While the recovery/upgrade combination is an extreme circumstance, DR to another system for the sake of speed is far more common. When a database VM fails, the organization may choose to attach databases of the failed device to another database server. In this way, services can be restored much faster than rebuilding or restoring the entire failed server or VM. The combined system will run at a performance deficit until a new VM is provisioned, but at least it will be running and available.

Once again, as was the case for the recovery/upgrade scenario, the basic issues are the same. If the only restore ability is by volume or by VM as a whole, the system must be restored to temporary hardware, which defeats the purpose of restoring into an existing VM to save time. The above scenarios come into play when an entire VM or physical machine is lost or when, because of the disaster event, its data is completely unavailable.

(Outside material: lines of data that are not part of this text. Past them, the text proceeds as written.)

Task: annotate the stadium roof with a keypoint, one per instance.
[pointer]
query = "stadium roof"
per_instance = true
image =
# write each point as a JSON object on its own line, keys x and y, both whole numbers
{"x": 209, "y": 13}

Far more DR emergencies, however, are caused by the accidental or malicious destruction of data objects within a given server environment. Such events can be as simple as the accidental deletion of a file or as complex as a virus attack corrupting targeted tables within a much larger system of databases. In these instances, the focus shifts away from restoring the data to “rewinding” the data to a point in time before the deletion/corruption/attack occurred. This, of course, needs to be targeted as quickly as possible so end-users of non-effected data are not disrupted during restoration of the missing information. Here again, the majority of VM backup tools focus on protection of the virtual disk as a whole either in real-time or on long-reaching schedules (every 12 hours, once per day, etc.) This, unfortunately, limits restoration to only the latest “version” of the data, requiring manual fixes to correct for data corruption; or reliance on a largely outdated version of the data from a previous point in time.

New Generation of Tools

New generations of tools are being brought to market every day, with many specifically created to deal with this type of solution set. Both VM manufacturers and third-party providers are introducing new tools sets that can protect both physical and virtual servers. Many are also producing tools for recovery of data objects or an entire VM from the same backup of the environment.

Virtualization has its share of data recovery issues to overcome. Some of them, e.g. restoration of data to different machines, have been around since the physical data center became mainstream. Others, such as the need to back up multiple virtual machines as a unit, are unique to the virtual world. Simplifying all of these goals takes careful planning and the selection of the correct combination of native and third-party tools. It’s the best way to ensure that data will be restored when and where it’s wanted and needed.